Beyond the funding mobilised for Personal Protective Equipment (PPE) through the Ministry of Health to the district task force, IRC responded with holistic and sustainable interventions: latrines in 12 health care facilities were renovated to meet the standards of privacy, stances separated by gender, staff and clients, washrooms, handwashing points, cleanable floors and walls and accessibility for people with disabilities.
Collaboration with the Uganda Infectious Diseases Institute (IDI) resulted in locally produced alcohol-based hand sanitiser, supplying 30 health care facilities. Hand hygiene adherence increased from 5% in 2018 to 25% in 2020.
"We found it meaningless to provide hand sanitiser and walk away, without solving the consistent problems of water, sanitation and hygiene once and for all. We have now rolled out an intensive project on WASH in healthcare facilities in Kabarole. We are carrying out health promotion campaigns, installing wash basins with running water within patient and treatment rooms, constructing sanitation facilities, providing drinking water stations and equipment for environmental hygiene to model at least 5 healthcare facilities to the standard prescribed by WHO," says Jane Nabunnya Mulumba, Country Director IRC Uganda.
Through a succinct District WASH Masterplan (2018 – 2030), Kabarole is trailblazing on resource mobilisation for an ambitious target to deliver 100% coverage of WASH services for all by 2030. Specifically, the district is aiming for access to safely managed water services on premises for all health centre IIIs; separate toilets for patients, and staff (with gender segregation); patient/toilet ratio of 25 to 1; handwashing facilities with soap and water; improved sanitation facilities with provisions for menstrual hygiene and washrooms for patients; and waste management infrastructure with provision for waste segregation, effective disposal, placenta pits, and incinerators.
For Kabarole, data from the assessment has provided the missing perspective on the link between water and sanitation services to the quality of life and ultimately to the wholistic socio-economic transformation of its population.
Cecilia Birungi, District Health Inspector hands over personal protective equipment to local healthcare facility.
More recently, in an effort to further combat COVID-19 and other hygiene related infections, 54 healthcare facilities in Kabarole received an assortment of hand and environmental hygiene equipment and Personal Protective Equipment (PPE) supplies.
The initiative ensures delivery of critical care and safety of healthcare workers beyond emergency response. "COVID-19 seems to be settling with us one year along, instead of going away as the whole world hoped.
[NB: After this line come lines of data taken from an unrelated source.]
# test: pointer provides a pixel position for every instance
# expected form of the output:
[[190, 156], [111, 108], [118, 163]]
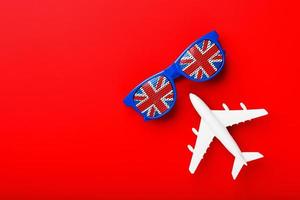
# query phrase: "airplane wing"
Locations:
[[231, 117], [204, 138]]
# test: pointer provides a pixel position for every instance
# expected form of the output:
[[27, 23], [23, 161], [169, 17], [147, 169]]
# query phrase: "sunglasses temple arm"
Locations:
[[172, 71]]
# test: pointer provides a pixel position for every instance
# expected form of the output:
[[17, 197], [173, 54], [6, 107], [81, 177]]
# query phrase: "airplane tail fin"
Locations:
[[238, 163]]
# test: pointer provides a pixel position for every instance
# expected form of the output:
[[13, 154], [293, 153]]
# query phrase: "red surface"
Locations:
[[66, 66]]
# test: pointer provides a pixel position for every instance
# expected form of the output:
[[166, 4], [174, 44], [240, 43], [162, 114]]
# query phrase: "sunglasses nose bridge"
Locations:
[[172, 72]]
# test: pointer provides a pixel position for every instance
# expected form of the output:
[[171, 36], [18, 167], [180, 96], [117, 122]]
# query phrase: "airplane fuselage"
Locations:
[[219, 130]]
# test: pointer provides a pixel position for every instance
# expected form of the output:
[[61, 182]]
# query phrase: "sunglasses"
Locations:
[[156, 96]]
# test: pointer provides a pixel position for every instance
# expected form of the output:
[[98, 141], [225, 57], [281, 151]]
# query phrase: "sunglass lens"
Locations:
[[202, 60], [155, 97]]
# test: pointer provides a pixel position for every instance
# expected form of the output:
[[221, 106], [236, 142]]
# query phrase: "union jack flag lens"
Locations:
[[201, 61], [155, 97]]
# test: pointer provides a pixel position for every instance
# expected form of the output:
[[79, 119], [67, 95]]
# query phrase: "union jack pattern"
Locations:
[[201, 59], [154, 97]]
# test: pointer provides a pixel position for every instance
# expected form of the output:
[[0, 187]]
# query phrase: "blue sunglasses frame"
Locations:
[[174, 71]]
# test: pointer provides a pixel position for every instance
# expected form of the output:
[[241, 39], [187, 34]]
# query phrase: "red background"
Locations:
[[65, 67]]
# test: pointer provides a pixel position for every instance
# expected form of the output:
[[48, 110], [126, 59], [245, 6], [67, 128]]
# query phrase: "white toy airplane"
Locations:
[[213, 124]]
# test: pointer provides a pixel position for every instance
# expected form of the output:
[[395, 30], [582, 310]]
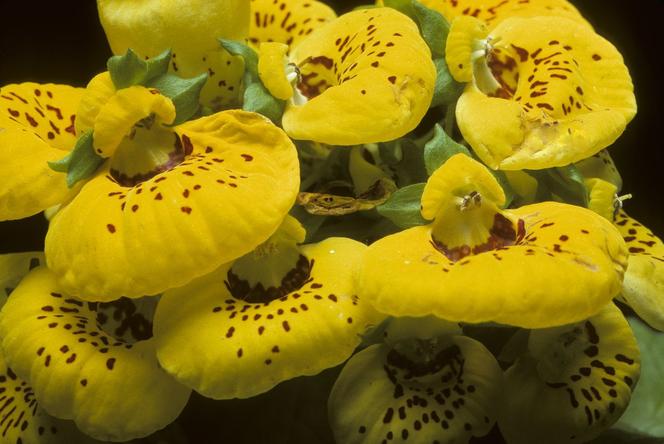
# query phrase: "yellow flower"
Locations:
[[64, 355], [280, 312], [190, 29], [495, 11], [573, 383], [352, 85], [643, 286], [36, 127], [286, 21], [419, 386], [542, 92], [478, 263]]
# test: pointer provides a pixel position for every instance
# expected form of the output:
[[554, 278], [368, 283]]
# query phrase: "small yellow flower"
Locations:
[[36, 127], [494, 11], [573, 383], [419, 386], [280, 312], [75, 366], [190, 29], [477, 263], [286, 21], [542, 92], [352, 85]]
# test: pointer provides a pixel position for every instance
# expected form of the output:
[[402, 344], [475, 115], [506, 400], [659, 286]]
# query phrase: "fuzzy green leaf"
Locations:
[[440, 148], [446, 90], [433, 27], [129, 69], [403, 207], [82, 161], [184, 93], [645, 413]]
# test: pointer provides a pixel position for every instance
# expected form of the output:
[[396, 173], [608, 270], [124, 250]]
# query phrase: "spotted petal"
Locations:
[[225, 344], [406, 275], [76, 368], [382, 395], [492, 12], [286, 21], [36, 127], [563, 93], [643, 287], [121, 237], [574, 383], [190, 29], [358, 86]]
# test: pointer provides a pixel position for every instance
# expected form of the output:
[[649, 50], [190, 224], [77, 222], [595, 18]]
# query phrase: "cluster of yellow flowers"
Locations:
[[178, 185]]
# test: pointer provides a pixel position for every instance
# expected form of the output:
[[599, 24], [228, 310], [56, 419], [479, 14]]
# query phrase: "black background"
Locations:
[[62, 42]]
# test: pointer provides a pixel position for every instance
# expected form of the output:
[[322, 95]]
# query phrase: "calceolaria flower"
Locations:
[[190, 29], [36, 127], [542, 91], [25, 420], [515, 259], [643, 285], [104, 377], [352, 85], [426, 383], [193, 181], [286, 21], [573, 382], [281, 311], [493, 12]]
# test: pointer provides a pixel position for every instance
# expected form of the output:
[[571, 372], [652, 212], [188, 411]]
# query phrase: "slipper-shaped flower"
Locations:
[[494, 11], [36, 127], [542, 92], [353, 84], [76, 367], [25, 421], [181, 191], [190, 29], [573, 383], [286, 21], [643, 285], [477, 263], [280, 312], [440, 388]]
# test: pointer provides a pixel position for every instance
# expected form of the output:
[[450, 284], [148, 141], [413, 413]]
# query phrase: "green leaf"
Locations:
[[645, 413], [433, 27], [184, 93], [62, 165], [440, 148], [259, 100], [446, 90], [565, 182], [83, 161], [129, 69], [403, 207], [247, 53]]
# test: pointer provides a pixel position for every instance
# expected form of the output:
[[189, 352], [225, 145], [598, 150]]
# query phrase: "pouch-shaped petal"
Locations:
[[575, 381], [385, 395], [286, 21], [358, 87], [493, 12], [190, 29], [643, 286], [226, 339], [36, 127], [238, 178], [562, 94], [76, 369], [476, 263]]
It is no longer an emergency. We are therefore responding to the prevailing and persistent need for healthcare workers' safety while at work: we have provided handwashing facilities, hand sanitiser, medical waste bins, aprons, masks and other protective gear to all healthcare facilities in the district, both government and private," declares Martin Watsisi, Regional WASH Advisor at IRC Uganda. This provides crucial relief to overburdened healthcare centres, but much more still needs to be done.
NTV Uganda reports on the distribution of PPEs led by IRC Uganda.
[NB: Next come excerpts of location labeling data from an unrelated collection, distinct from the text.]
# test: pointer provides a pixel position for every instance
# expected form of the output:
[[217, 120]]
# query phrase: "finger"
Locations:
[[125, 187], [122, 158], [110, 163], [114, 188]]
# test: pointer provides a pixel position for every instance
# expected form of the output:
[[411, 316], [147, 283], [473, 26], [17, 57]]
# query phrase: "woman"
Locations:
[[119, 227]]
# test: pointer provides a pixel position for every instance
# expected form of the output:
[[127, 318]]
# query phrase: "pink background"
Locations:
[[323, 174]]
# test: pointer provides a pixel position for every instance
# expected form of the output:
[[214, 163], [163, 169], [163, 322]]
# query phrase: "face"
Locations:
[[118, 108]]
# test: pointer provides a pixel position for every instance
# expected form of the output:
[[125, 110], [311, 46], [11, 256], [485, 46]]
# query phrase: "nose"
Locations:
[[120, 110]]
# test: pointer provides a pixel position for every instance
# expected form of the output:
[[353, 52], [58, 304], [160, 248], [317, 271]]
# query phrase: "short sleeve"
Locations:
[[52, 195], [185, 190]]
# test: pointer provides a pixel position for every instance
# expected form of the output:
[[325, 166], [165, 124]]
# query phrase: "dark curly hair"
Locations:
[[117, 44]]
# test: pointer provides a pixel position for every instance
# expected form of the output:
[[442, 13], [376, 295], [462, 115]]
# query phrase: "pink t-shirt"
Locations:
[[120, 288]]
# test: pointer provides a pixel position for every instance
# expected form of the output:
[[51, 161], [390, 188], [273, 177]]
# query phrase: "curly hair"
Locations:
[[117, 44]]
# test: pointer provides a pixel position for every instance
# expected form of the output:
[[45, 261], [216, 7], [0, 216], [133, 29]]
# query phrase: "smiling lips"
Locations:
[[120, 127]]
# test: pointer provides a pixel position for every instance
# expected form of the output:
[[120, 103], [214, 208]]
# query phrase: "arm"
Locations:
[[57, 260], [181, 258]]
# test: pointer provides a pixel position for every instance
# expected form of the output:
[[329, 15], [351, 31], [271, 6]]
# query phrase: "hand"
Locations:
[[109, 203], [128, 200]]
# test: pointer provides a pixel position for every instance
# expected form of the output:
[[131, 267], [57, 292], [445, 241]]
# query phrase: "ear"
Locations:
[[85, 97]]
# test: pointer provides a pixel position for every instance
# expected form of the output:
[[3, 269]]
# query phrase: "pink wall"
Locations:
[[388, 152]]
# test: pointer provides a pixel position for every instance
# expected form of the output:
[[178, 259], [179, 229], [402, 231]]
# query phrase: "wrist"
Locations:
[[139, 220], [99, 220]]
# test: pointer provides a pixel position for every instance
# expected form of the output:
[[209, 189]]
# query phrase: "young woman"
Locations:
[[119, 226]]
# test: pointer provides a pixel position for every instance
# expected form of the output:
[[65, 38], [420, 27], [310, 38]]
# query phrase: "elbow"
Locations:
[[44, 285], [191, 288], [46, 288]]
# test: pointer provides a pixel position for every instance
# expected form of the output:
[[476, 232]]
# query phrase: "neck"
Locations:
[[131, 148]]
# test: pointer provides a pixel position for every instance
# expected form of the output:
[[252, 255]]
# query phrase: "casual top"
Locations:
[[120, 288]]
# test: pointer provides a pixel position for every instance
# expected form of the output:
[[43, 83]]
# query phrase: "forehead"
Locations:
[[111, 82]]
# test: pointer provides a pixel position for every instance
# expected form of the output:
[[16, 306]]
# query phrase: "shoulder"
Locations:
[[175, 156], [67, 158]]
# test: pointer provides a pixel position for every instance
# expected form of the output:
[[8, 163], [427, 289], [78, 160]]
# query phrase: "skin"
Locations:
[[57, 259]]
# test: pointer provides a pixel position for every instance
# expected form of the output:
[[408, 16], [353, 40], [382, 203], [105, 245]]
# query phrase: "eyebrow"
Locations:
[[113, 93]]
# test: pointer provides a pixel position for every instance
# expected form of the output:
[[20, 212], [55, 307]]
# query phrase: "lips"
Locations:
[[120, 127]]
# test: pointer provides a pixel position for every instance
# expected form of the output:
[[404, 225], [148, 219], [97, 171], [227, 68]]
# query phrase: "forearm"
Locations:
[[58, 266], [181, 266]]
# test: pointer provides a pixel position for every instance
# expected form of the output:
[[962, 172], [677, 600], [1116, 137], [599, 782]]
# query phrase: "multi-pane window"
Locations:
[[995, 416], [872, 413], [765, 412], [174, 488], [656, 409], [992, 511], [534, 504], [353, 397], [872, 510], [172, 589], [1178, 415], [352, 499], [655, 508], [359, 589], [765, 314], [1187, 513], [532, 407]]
The efficiency of a healthcare system rests on the WASH services therein and sub-standard services will drive clients away. Investment, both public and private should be deliberately directed to ensuring that clean and safe water supply, sanitation and hygiene are available in every healthcare facility in Uganda.
The work by IRC and its partners on WASH in healthcare facilities in Uganda is delivered under collective action of the Safe Water Strategy of the Conrad N. Hilton Foundation.